A Freedom of Information request revealed that hundreds of police officers in the UK have been investigated for posting homophobic, threatening and racist messages on social media.
From 2009 to February 2014, nine per cent of 828 cases in England and Wales ended in dismissal, resignation or retirement.
About 14 per cent of the cases resulted in no further action, while the majority were dealt with by providing advice to the officer in question.
Greater Manchester Police posted the highest number of investigations with 88, followed by West Midlands with 74 and the Metropolitan Police with 69.
Cases that were investigated included a community support officer with the Devon and Cornwall Police who was handed a written warning after posting photos with weapons on Facebook.
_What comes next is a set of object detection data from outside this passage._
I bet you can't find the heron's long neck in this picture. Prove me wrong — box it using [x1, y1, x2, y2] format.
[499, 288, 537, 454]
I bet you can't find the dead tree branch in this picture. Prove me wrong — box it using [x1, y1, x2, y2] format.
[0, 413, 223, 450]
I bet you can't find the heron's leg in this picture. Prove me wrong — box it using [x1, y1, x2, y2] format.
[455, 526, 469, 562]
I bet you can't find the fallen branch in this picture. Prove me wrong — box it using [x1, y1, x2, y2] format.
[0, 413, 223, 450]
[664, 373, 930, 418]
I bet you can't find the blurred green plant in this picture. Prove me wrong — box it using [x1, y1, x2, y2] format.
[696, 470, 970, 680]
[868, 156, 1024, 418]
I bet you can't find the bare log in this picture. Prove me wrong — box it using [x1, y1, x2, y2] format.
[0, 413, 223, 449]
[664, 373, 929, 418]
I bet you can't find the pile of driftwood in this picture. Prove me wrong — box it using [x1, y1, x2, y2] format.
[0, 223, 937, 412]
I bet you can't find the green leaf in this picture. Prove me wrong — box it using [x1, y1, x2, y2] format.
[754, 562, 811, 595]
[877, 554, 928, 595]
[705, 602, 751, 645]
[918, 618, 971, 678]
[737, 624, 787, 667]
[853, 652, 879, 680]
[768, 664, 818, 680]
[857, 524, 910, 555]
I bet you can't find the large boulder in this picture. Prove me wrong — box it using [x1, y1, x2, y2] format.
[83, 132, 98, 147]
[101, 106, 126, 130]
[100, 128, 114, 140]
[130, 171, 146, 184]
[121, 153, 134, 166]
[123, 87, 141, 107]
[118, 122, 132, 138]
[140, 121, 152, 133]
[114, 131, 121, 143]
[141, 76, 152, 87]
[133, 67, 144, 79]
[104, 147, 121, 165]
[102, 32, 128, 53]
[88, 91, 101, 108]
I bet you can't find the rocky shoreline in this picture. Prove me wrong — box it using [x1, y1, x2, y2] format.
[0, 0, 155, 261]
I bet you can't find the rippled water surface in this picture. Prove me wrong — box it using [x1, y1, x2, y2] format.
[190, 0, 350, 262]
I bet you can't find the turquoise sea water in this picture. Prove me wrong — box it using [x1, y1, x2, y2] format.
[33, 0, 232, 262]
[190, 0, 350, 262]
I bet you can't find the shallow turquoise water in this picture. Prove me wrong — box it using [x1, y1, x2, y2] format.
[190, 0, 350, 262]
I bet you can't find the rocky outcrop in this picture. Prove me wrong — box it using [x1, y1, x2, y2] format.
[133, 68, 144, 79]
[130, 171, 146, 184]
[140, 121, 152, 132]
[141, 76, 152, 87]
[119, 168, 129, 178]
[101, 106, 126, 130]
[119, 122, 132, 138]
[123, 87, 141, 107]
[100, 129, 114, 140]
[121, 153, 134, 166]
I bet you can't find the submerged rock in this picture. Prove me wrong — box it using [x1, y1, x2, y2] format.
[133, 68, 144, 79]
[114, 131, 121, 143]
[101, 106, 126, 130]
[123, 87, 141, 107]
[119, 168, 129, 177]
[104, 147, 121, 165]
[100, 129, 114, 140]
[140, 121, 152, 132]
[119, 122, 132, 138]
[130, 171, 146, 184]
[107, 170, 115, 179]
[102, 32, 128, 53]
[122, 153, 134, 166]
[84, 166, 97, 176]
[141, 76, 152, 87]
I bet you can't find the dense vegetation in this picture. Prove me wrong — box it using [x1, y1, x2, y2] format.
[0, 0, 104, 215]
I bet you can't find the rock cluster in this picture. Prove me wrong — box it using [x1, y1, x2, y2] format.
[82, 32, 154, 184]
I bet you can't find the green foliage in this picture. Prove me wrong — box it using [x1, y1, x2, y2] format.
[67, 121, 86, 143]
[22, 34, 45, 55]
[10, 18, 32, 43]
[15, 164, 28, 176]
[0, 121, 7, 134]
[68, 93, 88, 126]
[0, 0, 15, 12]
A sergeant at Avon and Somerset Police was dismissed this year after sending more than 800 tweets that criticised his senior officers, while a 35-year-old Metropolitan Police officer was sacked in 2011 after calling another officer a “liar” and other names on Facebook.
Forces are increasingly using social media to appeal to witnesses, while some officers are encouraged to post stories and pictures of life on the beat.
However, the practice has raised concerns that the police are now spending much of their time monitoring abusive comments on social media sites such as Twitter including those by their own officers, with some even falling foul for their overzealous use of such platforms.
According to Chief Constable Alex Marshall, head of the College of Policing: “Where people working in policing have undermined their own reputation or that of the wider service, they must face appropriate action.”
“There is no place in policing for officers who abuse the trust placed in us by the public.”